Padang – Pemerintah Kota (Pemko) Padang memperkuat sistem mitigasi bencana melalui kolaborasi riset strategis bersama Sekolah Pascasarjana Universitas Andalas (Unand). Upaya ini difokuskan untuk meningkatkan kesiapsiagaan warga menghadapi ancaman gempa megathrust Mentawai dan risiko tsunami.
Wali Kota Padang Fadly Amran menerima tim peneliti dalam audiensi di Balai Kota Padang, Rabu (17/6/2026). Pertemuan itu membahas rencana penyerahan hasil riset bertajuk “Pemberdayaan Masyarakat dalam Kesiapsiagaan Mandiri Menghadapi Ancaman Gempa Megathrust Mentawai dan Tsunami di Kota Padang”.
Ketua Program Studi Magister Manajemen Bencana Sekolah Pascasarjana Unand, Prof Yenny Narny, mengatakan riset tersebut menghasilkan luaran konkret berupa inovasi mitigasi. Inovasi itu meliputi rancangan shelter berbasis masjid serta sistem peringatan dini atau Early Warning System (EWS) yang dirancang untuk dikelola secara mandiri oleh komunitas warga.
“Riset ini merupakan hasil kerja sama antara Sekolah Pascasarjana Universitas Andalas dan PT Pegadaian yang akan diserahkan secara resmi pada 29 Juni mendatang.

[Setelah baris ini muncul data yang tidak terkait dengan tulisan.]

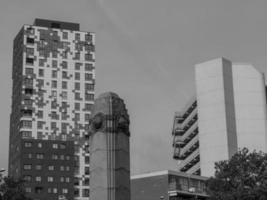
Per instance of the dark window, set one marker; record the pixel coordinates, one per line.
(55, 25)
(30, 40)
(29, 61)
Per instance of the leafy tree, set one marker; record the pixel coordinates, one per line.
(243, 177)
(12, 189)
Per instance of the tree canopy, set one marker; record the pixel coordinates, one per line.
(243, 177)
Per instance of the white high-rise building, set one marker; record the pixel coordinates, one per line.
(231, 114)
(53, 92)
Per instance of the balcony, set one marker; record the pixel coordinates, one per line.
(191, 157)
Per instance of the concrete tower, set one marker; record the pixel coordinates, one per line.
(109, 149)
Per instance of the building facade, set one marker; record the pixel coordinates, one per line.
(53, 93)
(231, 114)
(168, 185)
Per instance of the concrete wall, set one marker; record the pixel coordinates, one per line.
(217, 131)
(250, 107)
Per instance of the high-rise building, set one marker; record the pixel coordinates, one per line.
(168, 185)
(228, 113)
(53, 92)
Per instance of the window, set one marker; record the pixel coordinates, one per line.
(27, 167)
(54, 115)
(88, 67)
(30, 40)
(77, 96)
(64, 74)
(64, 116)
(29, 61)
(53, 104)
(65, 35)
(28, 190)
(38, 178)
(88, 77)
(28, 91)
(27, 178)
(39, 135)
(26, 124)
(88, 37)
(54, 74)
(64, 127)
(88, 106)
(77, 66)
(65, 191)
(54, 84)
(88, 57)
(89, 97)
(77, 76)
(41, 83)
(53, 125)
(77, 116)
(28, 71)
(26, 134)
(77, 106)
(64, 65)
(86, 181)
(87, 117)
(64, 85)
(54, 54)
(38, 190)
(27, 102)
(87, 159)
(85, 192)
(77, 55)
(50, 179)
(41, 72)
(29, 51)
(41, 62)
(65, 54)
(77, 36)
(54, 63)
(89, 86)
(64, 95)
(86, 171)
(39, 125)
(77, 86)
(40, 156)
(54, 93)
(40, 114)
(38, 167)
(54, 190)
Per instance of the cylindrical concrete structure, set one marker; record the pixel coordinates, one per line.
(109, 149)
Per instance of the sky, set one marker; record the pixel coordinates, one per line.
(145, 52)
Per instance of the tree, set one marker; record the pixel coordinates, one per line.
(243, 177)
(12, 189)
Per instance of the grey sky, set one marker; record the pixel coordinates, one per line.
(145, 51)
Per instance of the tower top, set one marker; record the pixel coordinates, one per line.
(56, 24)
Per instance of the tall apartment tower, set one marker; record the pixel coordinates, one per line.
(231, 114)
(53, 92)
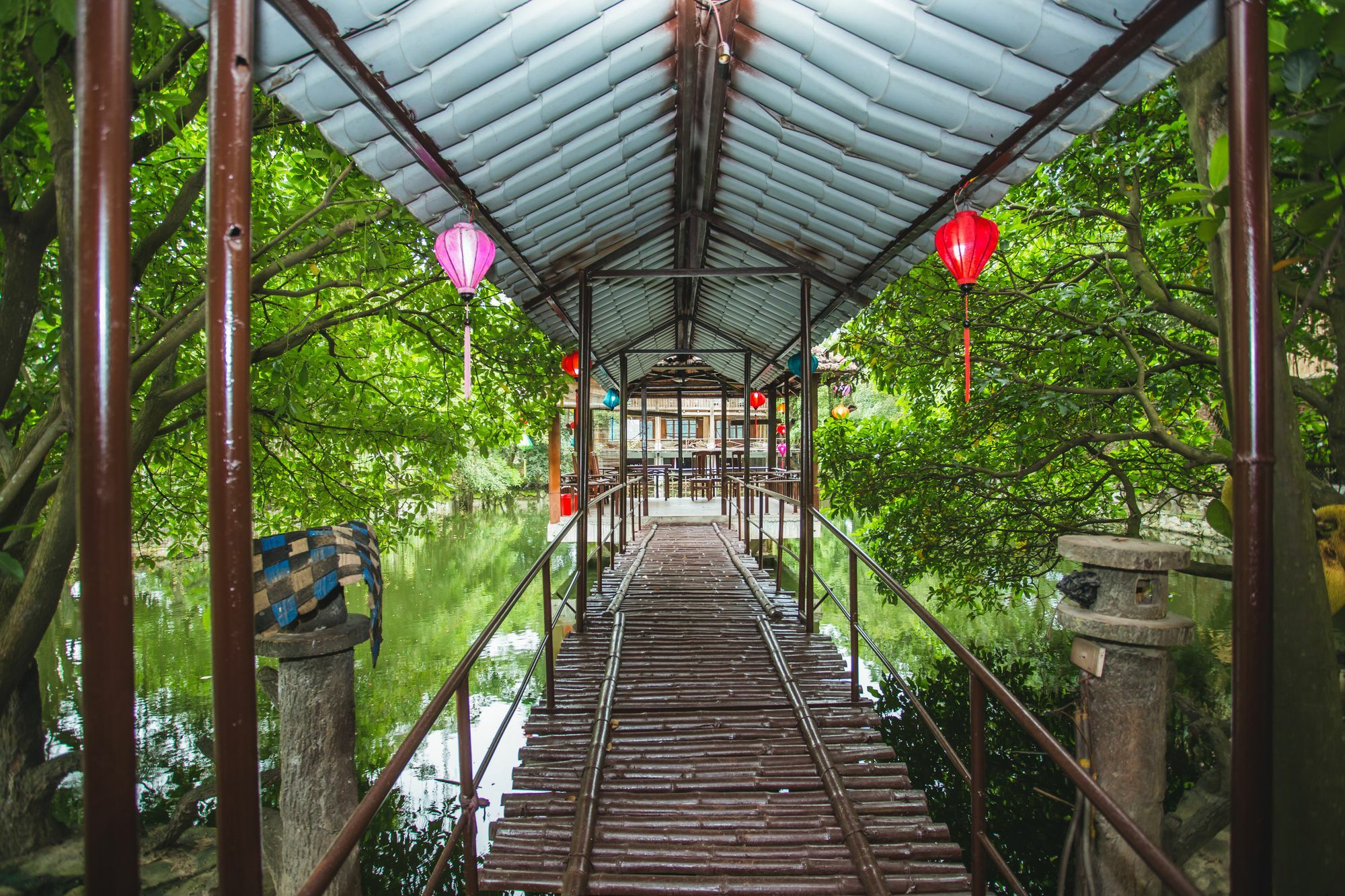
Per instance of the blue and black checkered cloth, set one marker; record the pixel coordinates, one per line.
(297, 572)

Kami berharap hasil riset ini tidak sekadar menjadi kajian akademis, tetapi menjadi acuan praktis bagi masyarakat dalam memperkuat kesiapsiagaan,” ujar Prof. Yenny.
Fadly Amran turut mengapresiasi kontribusi dunia akademik dan sektor usaha dalam mendukung pengurangan risiko bencana di daerahnya. Dia menegaskan, pihaknya terus berkomitmen melakukan mitigasi melalui berbagai langkah, mulai dari pemasangan sistem peringatan dini hingga edukasi kebencanaan lewat jambore dan simulasi skala besar.
“Kami berharap hasil riset tersebut menjadi referensi krusial dalam penyusunan kebijakan program pengurangan risiko bencana ke depan. Langkah ini penting untuk meningkatkan kapasitas dan keselamatan masyarakat yang berada di kawasan pesisir,” tegas Fadly di Padang, Rabu (17/6/2026).
Dalam pertemuan itu, Fadly didampingi jajaran pejabat teknis, yakni Asisten Perekonomian dan Pembangunan Didi Aryadi, Kepala Pelaksana BPBD Hendri Zulviton, Kepala Dinas Pariwisata Yenni Yuliza, serta Kepala Dinas Kominfo Tommy TRD. Pemerintah Kota Padang berkomitmen mengintegrasikan model mitigasi aplikatif dari riset itu ke dalam program pembangunan daerah guna meminimalisir dampak bencana.